L’autobiografia di Kim Gordon si è fatta attendere parecchio.
L’annuncio di una possibile pubblicazione era stato reso noto, infatti, più di anno fa. Ad oggi, non esiste ancora una versione italiana dell’autobiografia intitolata Girl in a Band, ma da qualche giorno questa è disponibile sul mercato inglese.
La Gordon ci guida nella New York degli anni ’80 e sugli scorci dei ’90, per narrarci delle difficoltà incontrate come componente femminile dei Sonic Youth, ma anche le vittorie e i consensi raggiunti, sia come icona della musica popolare quanto come vero e proprio modello generazionale. Soprattutto perché la band, al tempo, aprì le strade ad altri importanti gruppi musicali come i Nirvana, Hole, Smashing Pumpkins e molti altri.

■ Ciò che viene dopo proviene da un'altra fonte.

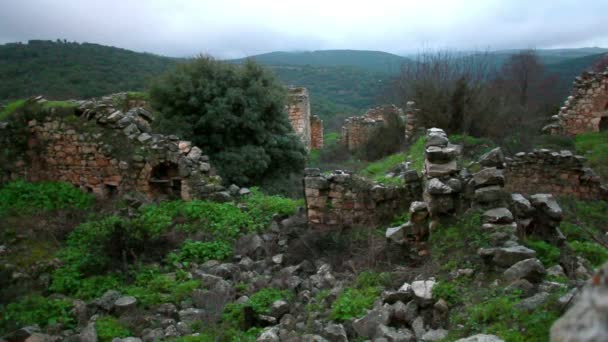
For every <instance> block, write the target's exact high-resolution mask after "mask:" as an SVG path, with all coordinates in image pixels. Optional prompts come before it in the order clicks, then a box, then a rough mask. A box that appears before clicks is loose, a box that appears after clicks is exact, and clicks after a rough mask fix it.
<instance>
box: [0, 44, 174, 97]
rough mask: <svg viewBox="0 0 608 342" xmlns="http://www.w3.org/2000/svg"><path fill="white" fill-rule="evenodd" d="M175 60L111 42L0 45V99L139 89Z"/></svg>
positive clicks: (164, 70) (131, 90)
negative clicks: (32, 95) (120, 46)
mask: <svg viewBox="0 0 608 342" xmlns="http://www.w3.org/2000/svg"><path fill="white" fill-rule="evenodd" d="M178 61H179V60H178V59H175V58H168V57H161V56H157V55H153V54H149V53H139V52H133V51H129V50H125V49H119V48H115V47H111V46H103V45H98V44H90V43H82V44H80V43H69V42H65V41H59V40H58V41H42V40H31V41H29V42H28V43H27V44H22V43H11V44H4V45H0V100H8V99H16V98H25V97H29V96H32V95H44V96H46V97H48V98H51V99H66V98H88V97H94V96H100V95H105V94H109V93H114V92H119V91H133V90H143V89H145V87H146V86H147V83H148V81H149V80H150V79H151V78H152V77H154V76H157V75H159V74H160V73H162V72H163V71H165V70H167V69H168V68H170V67H173V66H174V65H175V64H176V63H177V62H178Z"/></svg>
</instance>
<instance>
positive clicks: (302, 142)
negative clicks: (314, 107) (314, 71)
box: [287, 88, 311, 151]
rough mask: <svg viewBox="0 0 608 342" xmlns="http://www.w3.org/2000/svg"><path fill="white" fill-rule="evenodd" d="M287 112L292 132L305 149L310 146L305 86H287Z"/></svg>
mask: <svg viewBox="0 0 608 342" xmlns="http://www.w3.org/2000/svg"><path fill="white" fill-rule="evenodd" d="M288 95H289V98H288V102H287V113H288V115H289V122H290V123H291V126H292V127H293V130H294V132H295V133H296V134H297V135H298V136H299V137H300V139H301V140H302V144H304V146H305V147H306V150H308V151H310V148H311V129H310V99H309V96H308V90H307V89H306V88H289V94H288Z"/></svg>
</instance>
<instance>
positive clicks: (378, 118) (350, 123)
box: [341, 102, 418, 151]
mask: <svg viewBox="0 0 608 342" xmlns="http://www.w3.org/2000/svg"><path fill="white" fill-rule="evenodd" d="M417 112H418V110H417V109H415V103H414V102H408V103H407V107H406V110H405V112H404V111H403V110H402V109H401V108H398V107H397V106H395V105H387V106H378V107H375V108H371V109H369V110H368V111H367V112H366V113H365V114H364V115H363V116H353V117H350V118H348V119H346V121H345V122H344V126H342V138H341V142H342V144H344V145H345V146H346V147H347V148H348V150H349V151H354V150H357V149H358V148H359V147H361V146H363V145H365V143H367V142H368V141H369V139H370V138H371V136H372V133H373V131H374V129H375V128H377V127H379V126H381V125H383V124H384V123H385V121H386V118H387V116H388V115H397V116H398V117H399V118H401V120H403V121H404V124H405V131H404V137H405V141H406V142H408V143H409V142H411V141H412V139H413V138H414V136H415V134H416V131H417V129H418V127H417V125H416V123H417V120H416V113H417Z"/></svg>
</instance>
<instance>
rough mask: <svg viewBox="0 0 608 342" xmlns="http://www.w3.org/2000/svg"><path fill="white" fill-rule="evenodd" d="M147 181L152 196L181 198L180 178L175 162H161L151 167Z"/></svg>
mask: <svg viewBox="0 0 608 342" xmlns="http://www.w3.org/2000/svg"><path fill="white" fill-rule="evenodd" d="M148 183H149V185H150V192H151V193H152V195H153V196H154V197H168V198H171V199H177V198H181V189H182V179H181V177H179V167H178V165H177V164H176V163H172V162H162V163H159V164H157V165H156V166H154V167H152V171H151V172H150V178H149V179H148Z"/></svg>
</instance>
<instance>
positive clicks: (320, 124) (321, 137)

Ai riconoscimenti seguono, come le carriere della maggior parte degli artisti, momenti totalmente opposti alla notorietà; per questo Girl in a Band è anche un racconto intimo di una carriera artistica la cui forte identità si dissolve e trasforma nel tempo.
Questo è il motivo per il quale Kim Gordon risulta essere fortemente malinconica, fin troppo consapevole che quel periodo di grande evoluzione della musica popolare e della sua vita, non tornerà mai più indietro. A questo si aggiunge, di conseguenza, il racconto della sua vita intima, oltre la musica, dal matrimonio alla maternità fino al raggiungimento, poi, dell’assoluta e totale indipendenza.
Oggi Kim Gordon ha più di sessant’anni e sente la necessità di scrivere la sua vita e le sue opinioni nero su bianco, ma soprattutto, di farlo senza filtri. Perciò non risparmia crude accuse nei confronti di Madonna e Lana del Rey (di quest’ultima, tra l’altro, aveva recentemente detto che del femminismo, di certo, non avesse compreso granché) perché troppo lontano dal suo modo di vedere/vivere la musica e la figura della donna.
Quello che Kim Gordon vuole ricostruire è un periodo ben preciso che le generazioni del tempo ricorderanno ancora bene, proprio come lo ricorda lei.
Da una parte la consapevolezza che nulla più verrà restituito, dall’altra l’intenzione di far vivere qualcosa solo ed esclusivamente nella propria testa. Per queste due motivazioni Girl in a Band, è soprattutto un autobiografia sincera che si sostituisce a qualsivoglia finta e malsana (ri)costruzione artistica.